Methods and Results—Common carotid artery (CCA) far-wall IMT was measured (B-mode ultrasound) in 1536 subjects from the population-based Mexico City Diabetes Study at baseline and 3.5 years later. In the 136 confirmed prehypertensives, CCA-IMT (720 [253] µm, median[interquartile range]) was intermediate between normotensives (615 [140] µm) and hypertensives (725 [215] µm). After multiadjusting for gender, age, BMI, blood pressure, total cholesterol, antihypertensive therapy, and diabetes, converter status was independently associated with a higher CCA-IMT (+93±14 µm). At follow-up, CCA-IMT increased by 35 [180] µm. Gender, age, blood pressure, and presence of diabetes, but not the converter status, were significant independent predictors of CCA-IMT progression.
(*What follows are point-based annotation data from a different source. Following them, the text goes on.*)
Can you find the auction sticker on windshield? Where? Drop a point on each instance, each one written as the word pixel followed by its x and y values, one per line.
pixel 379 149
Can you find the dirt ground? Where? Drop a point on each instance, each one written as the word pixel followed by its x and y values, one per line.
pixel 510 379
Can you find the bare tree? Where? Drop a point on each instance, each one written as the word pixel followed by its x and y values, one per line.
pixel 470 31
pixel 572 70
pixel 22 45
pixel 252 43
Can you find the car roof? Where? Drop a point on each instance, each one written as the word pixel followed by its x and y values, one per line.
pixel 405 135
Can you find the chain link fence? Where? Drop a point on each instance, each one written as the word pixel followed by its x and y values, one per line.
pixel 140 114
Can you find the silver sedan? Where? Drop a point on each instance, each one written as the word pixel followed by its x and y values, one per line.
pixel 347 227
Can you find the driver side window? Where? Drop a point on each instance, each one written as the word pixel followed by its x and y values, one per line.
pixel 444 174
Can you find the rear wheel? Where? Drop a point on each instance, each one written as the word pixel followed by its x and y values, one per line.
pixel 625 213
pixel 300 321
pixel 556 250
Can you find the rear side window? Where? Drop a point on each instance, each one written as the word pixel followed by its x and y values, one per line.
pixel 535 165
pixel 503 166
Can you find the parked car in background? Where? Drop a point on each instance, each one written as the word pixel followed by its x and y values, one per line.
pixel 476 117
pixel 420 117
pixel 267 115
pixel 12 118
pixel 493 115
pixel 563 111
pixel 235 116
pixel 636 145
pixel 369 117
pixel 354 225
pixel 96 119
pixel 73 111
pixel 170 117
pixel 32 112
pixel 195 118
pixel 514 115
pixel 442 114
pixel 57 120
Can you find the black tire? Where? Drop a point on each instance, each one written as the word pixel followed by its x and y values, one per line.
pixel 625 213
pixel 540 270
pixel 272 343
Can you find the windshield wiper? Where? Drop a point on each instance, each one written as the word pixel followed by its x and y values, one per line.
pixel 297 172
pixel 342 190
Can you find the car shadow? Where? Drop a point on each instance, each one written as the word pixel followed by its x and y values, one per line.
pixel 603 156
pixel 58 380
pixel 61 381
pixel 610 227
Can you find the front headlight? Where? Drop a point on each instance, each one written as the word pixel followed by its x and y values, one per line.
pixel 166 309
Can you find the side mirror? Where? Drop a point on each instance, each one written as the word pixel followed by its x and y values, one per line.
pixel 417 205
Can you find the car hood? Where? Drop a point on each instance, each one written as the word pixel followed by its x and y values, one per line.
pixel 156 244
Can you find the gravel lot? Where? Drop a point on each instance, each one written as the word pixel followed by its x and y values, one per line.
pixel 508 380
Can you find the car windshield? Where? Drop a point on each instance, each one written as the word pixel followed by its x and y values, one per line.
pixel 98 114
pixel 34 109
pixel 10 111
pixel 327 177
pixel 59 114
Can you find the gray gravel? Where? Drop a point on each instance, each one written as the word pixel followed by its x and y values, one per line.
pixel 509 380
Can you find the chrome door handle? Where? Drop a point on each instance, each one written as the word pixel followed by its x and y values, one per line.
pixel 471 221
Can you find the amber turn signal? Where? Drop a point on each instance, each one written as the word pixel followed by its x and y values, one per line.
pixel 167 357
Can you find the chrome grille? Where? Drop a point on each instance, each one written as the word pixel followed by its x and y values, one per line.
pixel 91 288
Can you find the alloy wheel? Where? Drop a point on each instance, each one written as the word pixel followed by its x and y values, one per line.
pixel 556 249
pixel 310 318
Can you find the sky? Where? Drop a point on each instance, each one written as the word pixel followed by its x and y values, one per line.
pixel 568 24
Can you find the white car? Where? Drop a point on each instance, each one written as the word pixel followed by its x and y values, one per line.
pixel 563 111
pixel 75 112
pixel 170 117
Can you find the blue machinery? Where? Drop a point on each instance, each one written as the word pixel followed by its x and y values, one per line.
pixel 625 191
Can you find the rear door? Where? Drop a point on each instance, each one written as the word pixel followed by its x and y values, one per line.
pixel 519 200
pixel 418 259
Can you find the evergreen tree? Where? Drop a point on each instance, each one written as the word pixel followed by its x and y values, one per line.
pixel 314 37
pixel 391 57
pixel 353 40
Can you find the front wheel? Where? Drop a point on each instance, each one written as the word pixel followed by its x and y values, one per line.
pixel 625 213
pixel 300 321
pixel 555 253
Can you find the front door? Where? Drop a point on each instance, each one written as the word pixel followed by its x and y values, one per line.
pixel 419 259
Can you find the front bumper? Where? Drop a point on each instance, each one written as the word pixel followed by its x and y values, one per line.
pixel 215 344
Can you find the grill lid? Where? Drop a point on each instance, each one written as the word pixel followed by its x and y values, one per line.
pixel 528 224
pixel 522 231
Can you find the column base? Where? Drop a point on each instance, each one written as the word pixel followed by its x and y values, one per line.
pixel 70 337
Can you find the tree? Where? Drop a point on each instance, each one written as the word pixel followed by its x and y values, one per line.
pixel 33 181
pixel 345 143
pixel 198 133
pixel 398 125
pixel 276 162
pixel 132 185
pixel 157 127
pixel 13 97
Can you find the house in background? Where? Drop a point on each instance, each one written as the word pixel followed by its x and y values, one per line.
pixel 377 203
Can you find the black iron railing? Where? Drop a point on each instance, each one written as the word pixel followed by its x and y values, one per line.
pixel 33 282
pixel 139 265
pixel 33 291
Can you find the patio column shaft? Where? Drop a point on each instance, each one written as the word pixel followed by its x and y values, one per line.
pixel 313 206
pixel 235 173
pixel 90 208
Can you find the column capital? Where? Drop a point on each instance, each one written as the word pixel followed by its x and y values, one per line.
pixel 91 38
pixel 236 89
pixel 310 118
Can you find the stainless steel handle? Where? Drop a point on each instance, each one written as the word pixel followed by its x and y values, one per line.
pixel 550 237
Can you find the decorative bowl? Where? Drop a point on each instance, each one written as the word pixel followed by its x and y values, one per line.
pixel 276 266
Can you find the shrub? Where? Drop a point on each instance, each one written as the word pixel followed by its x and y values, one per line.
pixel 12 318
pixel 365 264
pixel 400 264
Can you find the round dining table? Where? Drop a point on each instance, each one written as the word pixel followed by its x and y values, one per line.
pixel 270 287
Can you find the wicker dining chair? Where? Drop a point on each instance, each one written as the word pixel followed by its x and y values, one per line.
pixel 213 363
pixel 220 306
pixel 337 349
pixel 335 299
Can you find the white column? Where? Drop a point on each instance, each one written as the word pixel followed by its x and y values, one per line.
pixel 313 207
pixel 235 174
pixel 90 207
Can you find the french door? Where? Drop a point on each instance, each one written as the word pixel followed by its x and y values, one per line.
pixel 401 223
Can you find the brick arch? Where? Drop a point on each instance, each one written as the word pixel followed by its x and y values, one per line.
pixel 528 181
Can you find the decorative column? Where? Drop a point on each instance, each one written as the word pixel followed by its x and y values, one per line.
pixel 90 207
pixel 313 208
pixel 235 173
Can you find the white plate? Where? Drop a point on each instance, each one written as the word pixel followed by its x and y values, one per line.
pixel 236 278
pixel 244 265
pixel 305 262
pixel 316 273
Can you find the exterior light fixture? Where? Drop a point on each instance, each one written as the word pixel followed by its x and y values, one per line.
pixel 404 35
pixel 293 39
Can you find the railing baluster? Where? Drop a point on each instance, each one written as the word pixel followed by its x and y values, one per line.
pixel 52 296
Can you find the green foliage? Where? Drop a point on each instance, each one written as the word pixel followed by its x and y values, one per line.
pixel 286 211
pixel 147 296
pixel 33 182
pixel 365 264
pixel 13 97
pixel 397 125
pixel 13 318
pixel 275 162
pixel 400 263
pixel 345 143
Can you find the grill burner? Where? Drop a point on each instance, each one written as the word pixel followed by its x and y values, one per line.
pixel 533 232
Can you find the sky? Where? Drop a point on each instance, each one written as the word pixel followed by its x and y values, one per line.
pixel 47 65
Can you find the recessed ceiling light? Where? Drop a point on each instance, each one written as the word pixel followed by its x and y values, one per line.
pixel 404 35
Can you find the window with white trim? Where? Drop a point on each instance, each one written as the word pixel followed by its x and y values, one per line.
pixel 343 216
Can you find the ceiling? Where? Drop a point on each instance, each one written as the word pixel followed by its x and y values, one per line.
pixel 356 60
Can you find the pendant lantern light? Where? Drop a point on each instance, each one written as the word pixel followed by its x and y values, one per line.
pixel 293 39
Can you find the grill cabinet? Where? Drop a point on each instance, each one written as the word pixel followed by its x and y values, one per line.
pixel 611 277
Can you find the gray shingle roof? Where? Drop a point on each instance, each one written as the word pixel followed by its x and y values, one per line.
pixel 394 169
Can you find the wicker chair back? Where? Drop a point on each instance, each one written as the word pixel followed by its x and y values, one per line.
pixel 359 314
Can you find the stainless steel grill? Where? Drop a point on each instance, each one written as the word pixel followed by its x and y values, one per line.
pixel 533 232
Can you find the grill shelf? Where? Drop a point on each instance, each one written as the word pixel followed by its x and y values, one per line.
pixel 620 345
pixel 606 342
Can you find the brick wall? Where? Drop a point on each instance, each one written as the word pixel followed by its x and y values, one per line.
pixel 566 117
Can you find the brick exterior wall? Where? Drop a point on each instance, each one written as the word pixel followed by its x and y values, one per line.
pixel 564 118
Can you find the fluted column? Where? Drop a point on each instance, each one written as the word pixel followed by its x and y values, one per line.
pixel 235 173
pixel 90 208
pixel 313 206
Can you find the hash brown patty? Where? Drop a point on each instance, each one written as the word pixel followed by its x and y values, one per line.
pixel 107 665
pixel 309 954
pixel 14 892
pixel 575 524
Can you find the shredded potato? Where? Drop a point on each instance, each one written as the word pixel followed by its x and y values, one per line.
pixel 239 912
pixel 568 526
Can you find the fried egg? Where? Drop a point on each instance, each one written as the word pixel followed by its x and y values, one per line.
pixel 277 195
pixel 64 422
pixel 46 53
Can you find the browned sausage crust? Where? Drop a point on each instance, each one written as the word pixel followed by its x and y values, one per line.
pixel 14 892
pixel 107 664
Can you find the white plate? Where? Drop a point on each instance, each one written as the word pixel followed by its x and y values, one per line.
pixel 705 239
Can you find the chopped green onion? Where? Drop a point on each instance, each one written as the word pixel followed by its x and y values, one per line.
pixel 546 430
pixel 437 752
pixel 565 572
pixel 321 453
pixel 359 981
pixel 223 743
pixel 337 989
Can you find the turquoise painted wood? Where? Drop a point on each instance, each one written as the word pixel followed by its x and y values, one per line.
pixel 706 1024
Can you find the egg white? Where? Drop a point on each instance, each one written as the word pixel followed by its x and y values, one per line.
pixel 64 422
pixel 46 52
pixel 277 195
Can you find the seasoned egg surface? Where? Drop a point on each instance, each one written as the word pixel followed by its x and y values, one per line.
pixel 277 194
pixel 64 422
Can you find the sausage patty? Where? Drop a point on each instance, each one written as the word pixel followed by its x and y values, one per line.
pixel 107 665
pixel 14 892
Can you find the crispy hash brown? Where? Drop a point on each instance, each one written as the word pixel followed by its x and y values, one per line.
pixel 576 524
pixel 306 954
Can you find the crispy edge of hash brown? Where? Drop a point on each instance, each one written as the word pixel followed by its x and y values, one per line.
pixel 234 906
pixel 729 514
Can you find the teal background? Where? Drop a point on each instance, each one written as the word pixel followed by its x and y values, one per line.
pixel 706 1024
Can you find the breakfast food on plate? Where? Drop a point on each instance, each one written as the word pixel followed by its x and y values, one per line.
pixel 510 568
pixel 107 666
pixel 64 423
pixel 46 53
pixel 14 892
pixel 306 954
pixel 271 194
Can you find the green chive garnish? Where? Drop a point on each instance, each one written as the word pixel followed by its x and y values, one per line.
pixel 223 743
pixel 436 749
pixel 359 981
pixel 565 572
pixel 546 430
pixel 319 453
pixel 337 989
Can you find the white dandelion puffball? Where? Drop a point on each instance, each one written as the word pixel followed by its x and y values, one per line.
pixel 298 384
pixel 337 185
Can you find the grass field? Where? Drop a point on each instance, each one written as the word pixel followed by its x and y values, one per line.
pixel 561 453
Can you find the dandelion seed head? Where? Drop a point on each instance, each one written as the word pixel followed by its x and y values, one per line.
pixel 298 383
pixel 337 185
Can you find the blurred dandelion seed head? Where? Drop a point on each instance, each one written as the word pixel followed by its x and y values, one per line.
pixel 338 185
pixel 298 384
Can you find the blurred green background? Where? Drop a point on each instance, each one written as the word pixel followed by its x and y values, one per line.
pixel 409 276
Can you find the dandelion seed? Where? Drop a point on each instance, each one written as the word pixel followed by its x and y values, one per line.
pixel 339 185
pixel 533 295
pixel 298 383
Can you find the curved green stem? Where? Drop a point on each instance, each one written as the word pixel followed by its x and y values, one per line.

In a model adjusting for gender, age, blood pressure (level, status and treatment), diabetes status, total and HDL-cholesterol, the G variant of the 45T/G polymorphism of the adiponectin gene was associated with a hazard ratio of 1.45 (95% CI: 1.04 to 2.01) of a baseline CCA-IMT in the top quintile.
Conclusions—In confirmed prehypertensives, CCA-IMT is increased independently of blood pressure and known determinants of wall thickness, but short-term CCA-IMT progression is not accelerated.